AS10 | Guitarras de Assinatura 2020

AS10 | Guitarras de Assinatura 2020

Redacção

Sete guitarras e três baixos. Os dez instrumentos de assinatura mais “beras” de 2020, sem contar com unicórnios.

É uma das formas mais batidas das marcas matarem dois ou três coelhos de uma cajadada. As guitarras de assinatura prestam homenagem a um guitarrista emblemático e a um som histórico, o que por sua vez é cativante para vários fãs do respectivo músico ou para outros músicos que apreciem o seu carácter sonoro e, então, as marcas aumentam as suas vendas, à conta do carisma dos artistas. Para muitos, uma guitarra de assinatura não é mais que uma forma de merchandise demasiado caro.

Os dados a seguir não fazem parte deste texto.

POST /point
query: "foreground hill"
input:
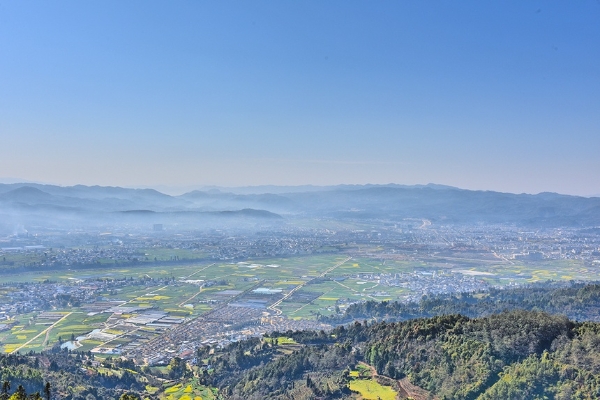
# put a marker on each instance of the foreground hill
(517, 354)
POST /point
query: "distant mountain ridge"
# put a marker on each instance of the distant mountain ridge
(30, 202)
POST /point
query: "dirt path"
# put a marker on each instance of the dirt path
(403, 386)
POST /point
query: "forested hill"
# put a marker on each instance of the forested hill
(577, 301)
(512, 355)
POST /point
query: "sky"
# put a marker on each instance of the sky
(493, 95)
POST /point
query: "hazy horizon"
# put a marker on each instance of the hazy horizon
(498, 96)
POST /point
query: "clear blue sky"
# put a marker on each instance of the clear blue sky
(492, 95)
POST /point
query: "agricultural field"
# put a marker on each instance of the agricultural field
(302, 287)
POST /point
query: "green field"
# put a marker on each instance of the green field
(319, 289)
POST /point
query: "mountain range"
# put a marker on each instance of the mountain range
(58, 206)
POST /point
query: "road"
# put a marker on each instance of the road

E se há vários casos em que isso sucede, também é certo que as marcas e os próprios guitarristas começam a prestar mais atenção ao produto final, procurando criar algo de valor acrescentado nos ditos instrumentos. 2020 foi um ano de muitos, mesmo muitos instrumentos de assinatura. E nem vamos falar nos unicórnios que foram clonados e possuem edição limitadíssima, como a Iron Monkey SG de Iommi, a Les Paul de Adam Jones (Tool), a Purple Nebula de John Petrucci ou a Rocky Strat de George Harrison, entre muitas outras que podem encontrar através do nosso website.

Também excluimos o novo conceito da Gibson, de uma colecção curada por Slash, por englobar vários modelos eléctricos e acústicos. Este ano viu também chegar uma extraordinária colaboração entre Budda Guedes e a nacional Futone Guitars. É uma belíssima guitarra single cut em madeira de amieiro vermelho, num acabamento nitrocelular Butterscotchn que podem descobrir aqui.

De resto, estas são as guitarras (e dois baixos) de assinatura que mais nos impressionaram em 2020. Sem ordem específica.

WASHBURN NUNO BETTENCOURT NELE | O guitarrista luso-americano Nuno Bettencourt foi uma das estrelas da música presentes na NAMM 2020. O guitarrista passou pela booth da Wasburn Guitars, marca da qual é embaixador, com uma nova guitarra para mostrar, a “Nele”. «Estou muito contente por vos apresentar a novidade da família. Digam olá à Nele. Há anos que espero pela minha versão da lendária Telecaster. Com a Nele obtenho seis distintamente diferentes sonoridades, com um singular 6 way switch, esquerda para direita e para cima e baixo. Já foi usado no sexto álbum dos Extreme e estou a adorar esta miúda». A guitarra possui duas versões, a Deluxe e a Standard. As specs são em tudo similares, com algumas diferenças, principalmente, nas madeiras seleccionadas. Em ambas há o sistema de switch 6-way “Freeway Ultra”, que permite as seguintes activações: 1Neck Pickup; 2 Bridge + Neck Pickups; 3 Bridge Pickup; 4 Pickups in Series + In Phase; 5 Pickups in Series + Out of Phase; 6 Pickups in Parallel + Out of Phase. Podem descobrir mais sobre cada um dos modelos no artigo original.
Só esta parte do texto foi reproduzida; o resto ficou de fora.